Concludendo la dichiarazione con: “Mi assumo la responsabilità di coltivare la nuova Internazionale proletaria nelle carceri greche e nei campi di concentramento dei migranti. Ci sono molte strade nella vita, una di queste può portare a delle rivoluzioni: la strada della guerriglia”, ha concluso l’anarchico Dimitris Chatzivasileiadis, riportando le parole di una donna combattente della comunità di resistenza Mapuche in Cile: “Concludo con le parole di una compagna della comunità Mapuche in Cile che ha imbracciato le armi contro il colonialismo, in occasione della 2ª Conferenza internazionale delle donne per il confederalismo democratico, che si è tenuta il 9 novembre, un mese fa, a Berlino, con la partecipazione di donne combattenti provenienti da 41 Paesi. La compagna Nijol Longo. “Il termine terrorista è una strategia degli Stati per delegittimare le lotte per l’autodeterminazione dei popoli, lotte che sfidano i poteri dello Stato e che mostrano alternative per la costruzione di società democratiche antistatali. Questo non per far apologia del termine terrorismo, ma per onorare tutto il vasto movimento e i suoi nuovi soggetti (le donne) a cui, come dicono loro stesse, questo secolo appartiene.”

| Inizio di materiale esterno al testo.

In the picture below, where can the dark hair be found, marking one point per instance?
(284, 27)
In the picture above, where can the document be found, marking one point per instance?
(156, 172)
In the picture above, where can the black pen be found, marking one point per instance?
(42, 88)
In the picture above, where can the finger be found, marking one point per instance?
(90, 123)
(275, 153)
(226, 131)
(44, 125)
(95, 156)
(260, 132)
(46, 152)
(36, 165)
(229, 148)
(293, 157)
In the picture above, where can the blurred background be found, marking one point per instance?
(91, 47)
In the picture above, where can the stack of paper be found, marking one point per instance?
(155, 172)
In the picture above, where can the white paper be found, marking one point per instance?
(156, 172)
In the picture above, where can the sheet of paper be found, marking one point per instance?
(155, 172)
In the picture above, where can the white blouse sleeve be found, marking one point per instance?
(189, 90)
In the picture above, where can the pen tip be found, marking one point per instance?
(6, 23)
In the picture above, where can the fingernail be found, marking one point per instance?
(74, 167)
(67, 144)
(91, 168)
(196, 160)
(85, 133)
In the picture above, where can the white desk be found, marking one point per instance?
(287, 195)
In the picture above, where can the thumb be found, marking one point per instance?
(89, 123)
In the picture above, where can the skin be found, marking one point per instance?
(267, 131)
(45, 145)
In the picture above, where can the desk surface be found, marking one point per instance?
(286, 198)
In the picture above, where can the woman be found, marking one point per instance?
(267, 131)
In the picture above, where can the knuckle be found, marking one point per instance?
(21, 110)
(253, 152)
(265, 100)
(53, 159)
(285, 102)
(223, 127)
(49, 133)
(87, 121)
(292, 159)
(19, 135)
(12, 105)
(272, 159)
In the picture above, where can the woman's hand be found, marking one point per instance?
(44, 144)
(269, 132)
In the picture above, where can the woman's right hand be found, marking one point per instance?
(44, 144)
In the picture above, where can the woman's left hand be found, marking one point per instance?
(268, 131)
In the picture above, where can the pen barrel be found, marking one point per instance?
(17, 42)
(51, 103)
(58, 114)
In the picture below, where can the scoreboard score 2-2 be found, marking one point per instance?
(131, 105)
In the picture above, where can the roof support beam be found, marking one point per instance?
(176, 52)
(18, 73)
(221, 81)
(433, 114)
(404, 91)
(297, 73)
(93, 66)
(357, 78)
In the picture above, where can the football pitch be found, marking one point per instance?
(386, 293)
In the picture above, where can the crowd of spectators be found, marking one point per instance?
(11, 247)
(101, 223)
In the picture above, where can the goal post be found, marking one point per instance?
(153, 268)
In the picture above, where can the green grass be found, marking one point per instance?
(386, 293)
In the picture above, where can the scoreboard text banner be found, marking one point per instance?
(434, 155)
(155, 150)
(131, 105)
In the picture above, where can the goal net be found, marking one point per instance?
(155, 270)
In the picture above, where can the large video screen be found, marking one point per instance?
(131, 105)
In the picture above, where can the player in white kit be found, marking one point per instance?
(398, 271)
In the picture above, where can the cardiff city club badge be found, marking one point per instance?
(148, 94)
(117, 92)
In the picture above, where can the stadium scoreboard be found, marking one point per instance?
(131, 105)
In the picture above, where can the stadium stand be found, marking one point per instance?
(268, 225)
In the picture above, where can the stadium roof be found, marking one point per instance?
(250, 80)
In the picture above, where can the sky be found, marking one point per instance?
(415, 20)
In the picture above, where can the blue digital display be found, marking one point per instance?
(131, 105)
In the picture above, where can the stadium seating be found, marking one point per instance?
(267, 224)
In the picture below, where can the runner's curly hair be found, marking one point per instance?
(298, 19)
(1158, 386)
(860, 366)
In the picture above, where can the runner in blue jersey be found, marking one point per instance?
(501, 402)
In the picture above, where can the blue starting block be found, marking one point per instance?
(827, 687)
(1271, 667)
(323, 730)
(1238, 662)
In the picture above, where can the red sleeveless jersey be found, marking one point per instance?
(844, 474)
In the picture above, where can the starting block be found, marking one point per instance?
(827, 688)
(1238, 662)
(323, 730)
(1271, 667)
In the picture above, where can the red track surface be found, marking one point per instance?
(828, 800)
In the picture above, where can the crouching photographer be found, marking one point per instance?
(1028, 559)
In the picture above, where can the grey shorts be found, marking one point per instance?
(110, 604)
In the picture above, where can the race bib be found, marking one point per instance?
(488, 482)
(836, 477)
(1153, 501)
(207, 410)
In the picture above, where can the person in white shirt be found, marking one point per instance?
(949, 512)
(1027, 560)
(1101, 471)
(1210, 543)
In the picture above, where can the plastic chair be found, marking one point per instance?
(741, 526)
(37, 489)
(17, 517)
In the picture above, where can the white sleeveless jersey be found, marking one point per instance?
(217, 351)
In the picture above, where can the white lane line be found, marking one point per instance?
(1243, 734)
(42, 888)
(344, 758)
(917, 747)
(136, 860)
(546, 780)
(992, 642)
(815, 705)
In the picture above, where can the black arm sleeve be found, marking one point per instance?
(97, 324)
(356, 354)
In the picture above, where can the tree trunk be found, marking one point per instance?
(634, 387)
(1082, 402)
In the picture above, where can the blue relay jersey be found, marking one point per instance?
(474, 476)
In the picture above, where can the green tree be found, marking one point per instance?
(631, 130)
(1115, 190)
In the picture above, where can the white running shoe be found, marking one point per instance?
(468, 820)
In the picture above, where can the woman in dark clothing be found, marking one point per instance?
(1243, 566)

“[…] La principale flessibilità offerta dalla via della guerriglia non è quella della fuga, ma piuttosto quella di una risposta più immediata ed efficace alle necessità che si presentano. [..] Dodici guerriglieri, arrivati in tempo a Shengal (2), costituirono una massa critica sufficiente per dare una svolta alla guerra. Colui che si è fatto carico del bene di tutta la comunità e ha pugnalato al cuore il tiranno, Caserio (3), portava in sé una massa enorme, accumulata in innumerevoli anni. O come ha detto il compagno Bonanno: “Io so chi ha ucciso il commissario Luigi Calabresi… quelle migliaia di compagni, e altri, che erano lì alla tomba 434, settore 76, del cimitero Manziore di Milano, tutti abbiamo premuto il grilletto”.
Solidari
(1) Il comunista che, il 6 settembre 1966, accoltellò e uccise il primo ministro del Sudafrica, architetto dell’Apartheid.
(2) Riferimento alla resistenza al genocidio degli Yezidi da parte del Daesh nel 2014.
(3) Anarchico italiano giustiziato nel 1894 dopo aver pugnalato a morte il presidente francese in risposta alla repressione omicida degli anarchici e al massacro degli operai da parte dello Stato francese.